December 27, 2012 By Steven Place

While many other markets have been chopped up in ranges, a significant trend change is underway in the Japanese Yen.

Below is a weekly chart of the USD/JPY cross:

usd-jpy-forex-cross

Do note that this is a chart of the dollar relative to the yen, which means a move higher in the dollar and a move lower in the yen.

Some Quick Technicals

There has been several trend breaks and the completion of an inverse head and shoulders bottom. The target of this pattern is around 95, but because the pattern is 3 years long, it can take a while to get there.

Nevertheless, a significant cyclical trend change has taken place. This price action has fundamental events supporting it, including political change in Japan as well as commitments to infrastructure and defense. This is combined with central bank motivation to weaken the yen.

A Look at Volatility

We can look at FXY options to get a feel for the perception of risk in the market:

fxy-implied-volatility

The chart above (courtesy of LiveVol) is the comparison between the implied volatility and the historical volatility in FXY.

Even though volatility has continued to decline in the stock, the implied volatility has stayed fairly elevated. Why is this?

Most likely, it is because the volatility has been all in one direction, so puts have continued to be bought in the face of this move lower in the yen.

A Trend Continuation Trade

Because volatility is still elevated, it would make sense to sell puts.
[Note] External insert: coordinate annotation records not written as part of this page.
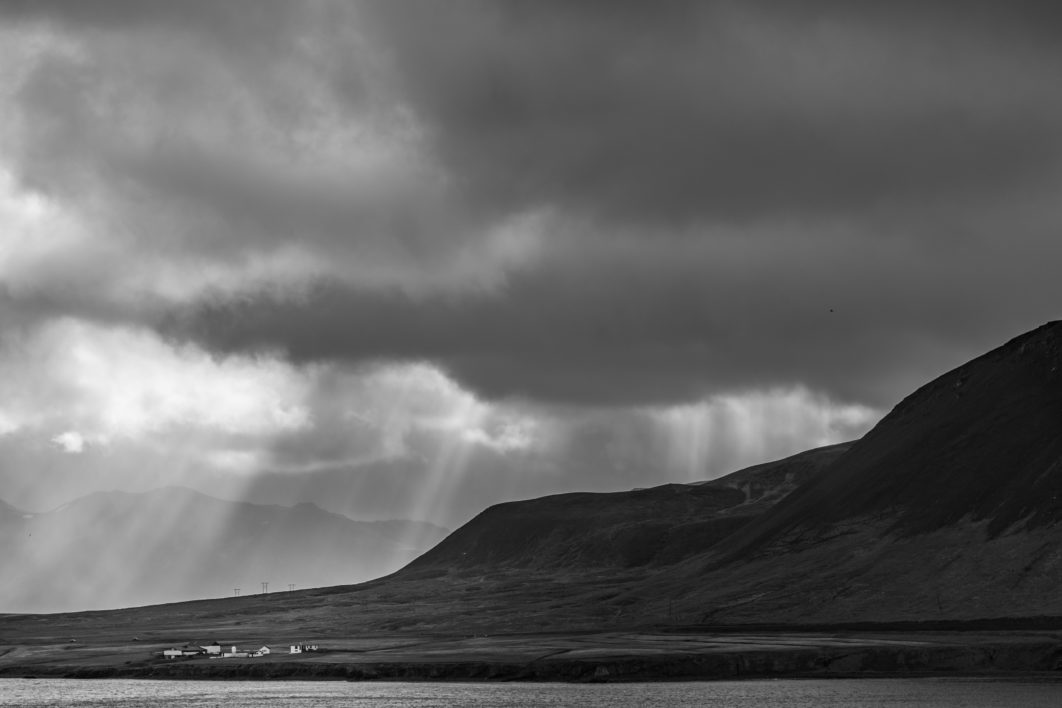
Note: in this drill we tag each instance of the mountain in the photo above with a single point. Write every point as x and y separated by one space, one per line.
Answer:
947 511
947 508
653 527
119 549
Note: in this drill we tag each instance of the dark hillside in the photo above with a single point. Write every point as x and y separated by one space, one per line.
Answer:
982 442
658 525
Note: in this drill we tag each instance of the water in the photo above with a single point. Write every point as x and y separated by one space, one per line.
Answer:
850 693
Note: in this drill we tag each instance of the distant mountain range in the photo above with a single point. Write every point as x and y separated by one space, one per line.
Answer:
948 510
117 549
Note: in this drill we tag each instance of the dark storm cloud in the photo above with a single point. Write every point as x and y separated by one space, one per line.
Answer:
842 194
686 111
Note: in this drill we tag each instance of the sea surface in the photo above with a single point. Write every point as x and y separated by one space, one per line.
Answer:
851 693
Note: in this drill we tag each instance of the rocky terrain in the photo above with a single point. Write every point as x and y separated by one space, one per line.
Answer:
931 544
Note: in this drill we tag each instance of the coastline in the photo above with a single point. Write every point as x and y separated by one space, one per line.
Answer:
606 658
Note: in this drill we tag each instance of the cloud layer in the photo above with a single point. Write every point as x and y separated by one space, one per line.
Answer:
478 235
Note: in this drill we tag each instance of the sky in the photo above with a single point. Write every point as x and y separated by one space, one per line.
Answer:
409 259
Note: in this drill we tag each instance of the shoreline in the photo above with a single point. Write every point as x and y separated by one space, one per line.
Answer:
915 658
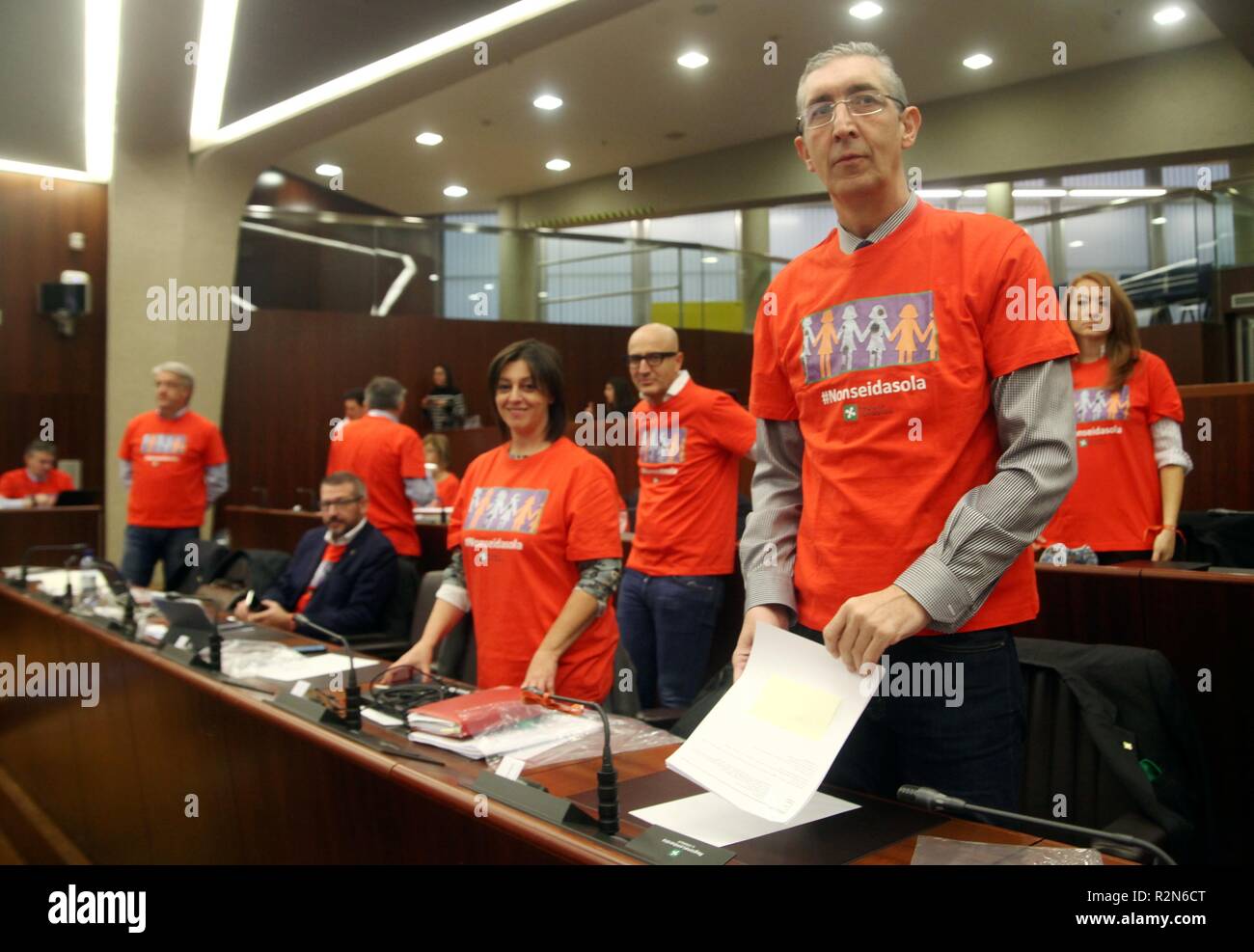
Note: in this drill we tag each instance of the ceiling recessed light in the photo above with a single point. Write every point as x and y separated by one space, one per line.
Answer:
1116 192
865 11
But that doesn't mean we have to end up net long FXY-- instead we can use a covered short as a way to follow the trend and sell volatility.
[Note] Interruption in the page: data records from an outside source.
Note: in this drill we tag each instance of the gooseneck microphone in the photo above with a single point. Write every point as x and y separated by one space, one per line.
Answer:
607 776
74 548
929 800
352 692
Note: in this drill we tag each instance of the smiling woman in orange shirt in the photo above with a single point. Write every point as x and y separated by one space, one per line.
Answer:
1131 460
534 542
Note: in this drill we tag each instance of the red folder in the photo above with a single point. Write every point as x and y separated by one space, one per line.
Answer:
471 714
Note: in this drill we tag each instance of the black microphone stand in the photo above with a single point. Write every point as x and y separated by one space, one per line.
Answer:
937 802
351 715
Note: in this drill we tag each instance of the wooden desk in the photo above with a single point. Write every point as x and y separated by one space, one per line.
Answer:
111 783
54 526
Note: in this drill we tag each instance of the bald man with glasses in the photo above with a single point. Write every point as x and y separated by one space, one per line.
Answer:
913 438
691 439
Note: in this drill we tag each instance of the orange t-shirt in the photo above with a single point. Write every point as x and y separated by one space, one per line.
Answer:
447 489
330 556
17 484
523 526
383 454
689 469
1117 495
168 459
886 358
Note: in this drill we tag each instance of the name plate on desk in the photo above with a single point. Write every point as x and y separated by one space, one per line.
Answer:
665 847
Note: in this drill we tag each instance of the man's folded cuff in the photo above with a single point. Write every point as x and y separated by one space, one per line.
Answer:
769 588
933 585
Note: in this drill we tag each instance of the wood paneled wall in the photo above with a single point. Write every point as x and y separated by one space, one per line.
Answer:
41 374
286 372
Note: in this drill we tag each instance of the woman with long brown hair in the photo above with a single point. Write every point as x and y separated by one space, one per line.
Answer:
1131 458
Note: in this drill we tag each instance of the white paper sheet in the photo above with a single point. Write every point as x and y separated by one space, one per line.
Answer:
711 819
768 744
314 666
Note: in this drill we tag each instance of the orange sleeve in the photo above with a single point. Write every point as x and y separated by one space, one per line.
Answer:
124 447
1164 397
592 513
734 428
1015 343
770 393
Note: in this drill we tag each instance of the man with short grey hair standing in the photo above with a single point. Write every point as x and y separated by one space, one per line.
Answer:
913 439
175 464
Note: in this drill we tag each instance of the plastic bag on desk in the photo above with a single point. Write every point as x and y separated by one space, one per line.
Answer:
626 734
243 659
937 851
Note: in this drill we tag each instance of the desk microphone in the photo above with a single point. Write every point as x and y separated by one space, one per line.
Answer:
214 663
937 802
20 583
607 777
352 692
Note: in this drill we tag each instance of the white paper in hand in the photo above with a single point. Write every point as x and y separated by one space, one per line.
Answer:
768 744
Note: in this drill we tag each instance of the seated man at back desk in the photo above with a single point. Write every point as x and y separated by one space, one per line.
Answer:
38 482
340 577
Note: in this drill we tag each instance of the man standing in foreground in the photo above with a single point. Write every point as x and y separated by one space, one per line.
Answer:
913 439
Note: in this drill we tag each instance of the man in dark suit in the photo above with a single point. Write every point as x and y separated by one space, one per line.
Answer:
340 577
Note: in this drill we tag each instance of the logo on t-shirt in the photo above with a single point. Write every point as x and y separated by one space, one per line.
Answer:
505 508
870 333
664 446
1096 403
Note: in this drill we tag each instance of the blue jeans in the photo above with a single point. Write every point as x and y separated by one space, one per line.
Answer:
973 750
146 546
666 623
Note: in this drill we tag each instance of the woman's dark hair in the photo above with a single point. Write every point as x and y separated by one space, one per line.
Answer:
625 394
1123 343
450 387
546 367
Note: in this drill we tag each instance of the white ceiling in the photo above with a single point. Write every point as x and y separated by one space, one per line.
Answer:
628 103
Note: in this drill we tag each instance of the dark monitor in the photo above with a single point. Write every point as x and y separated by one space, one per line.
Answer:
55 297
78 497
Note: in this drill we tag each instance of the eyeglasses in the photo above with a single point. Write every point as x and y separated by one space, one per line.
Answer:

A covered short is a combination of short stock and short puts.

As an example trade consider this:

Sell -100 Shares FXY at 114

Sell -1 March 114 put for 1.95

This trade would put your short basis around 116 and the maximum gain you can receive is 195.

fxy-risk

Keep in mind that this trade is already stretched and may require some reversion, so averaging into the trade would be good risk management.
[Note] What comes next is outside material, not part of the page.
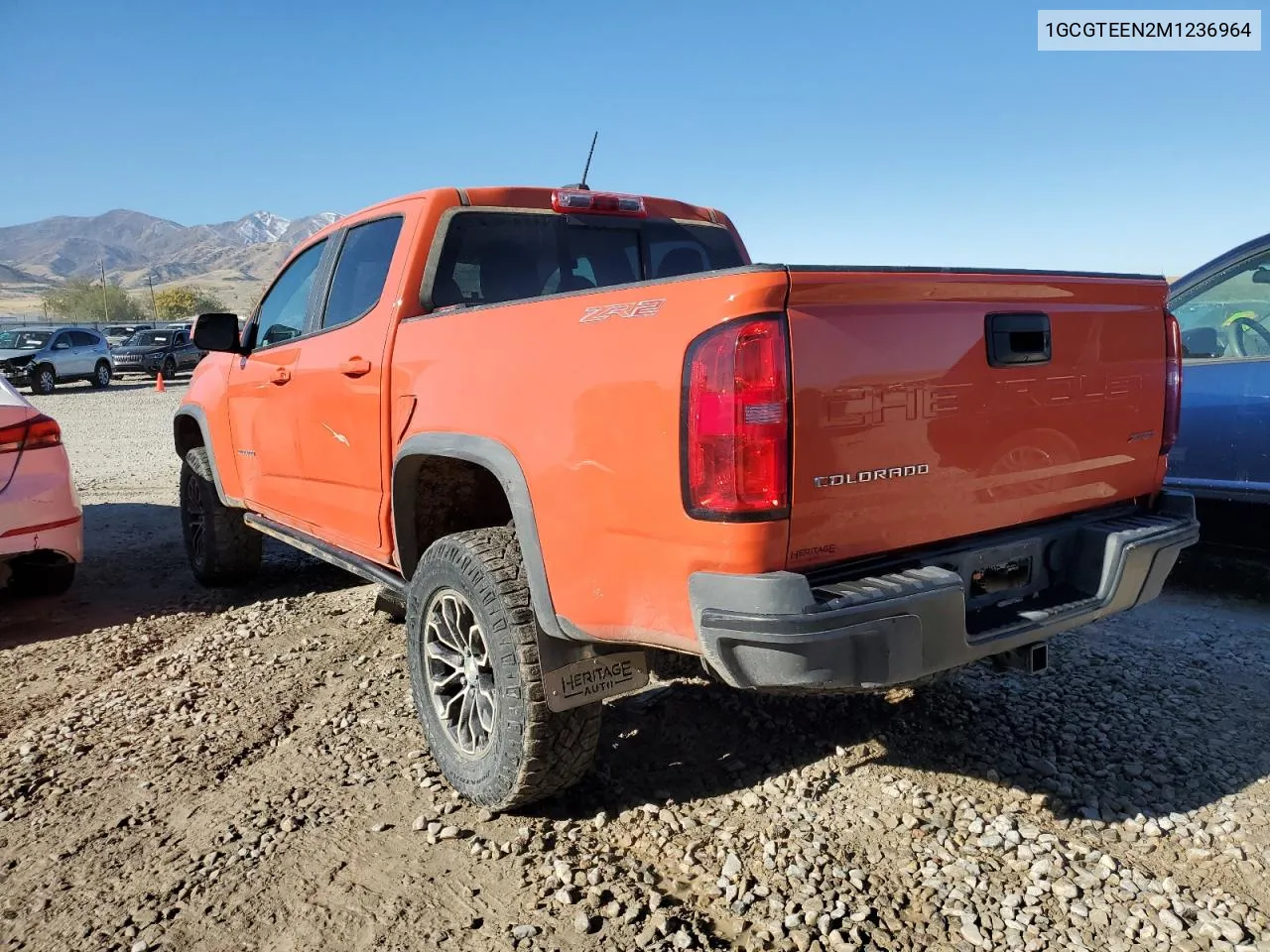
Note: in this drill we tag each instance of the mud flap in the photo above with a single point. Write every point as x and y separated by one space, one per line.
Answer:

The goal here is to use the option sale to help finance your short sale and raise the basis, thereby reducing your risk.

If FXY runs higher, you can then take the short put off for a profit and end up straight up short FXY, or you could roll the  put to a higher strike to continue to reduce your risk.

Other Combinations

To reduce margin considerations, consider using spot forex (USD/JPY) or currency futures (6J) to put on the short trade-- this will reduce the overall cash required for the trade.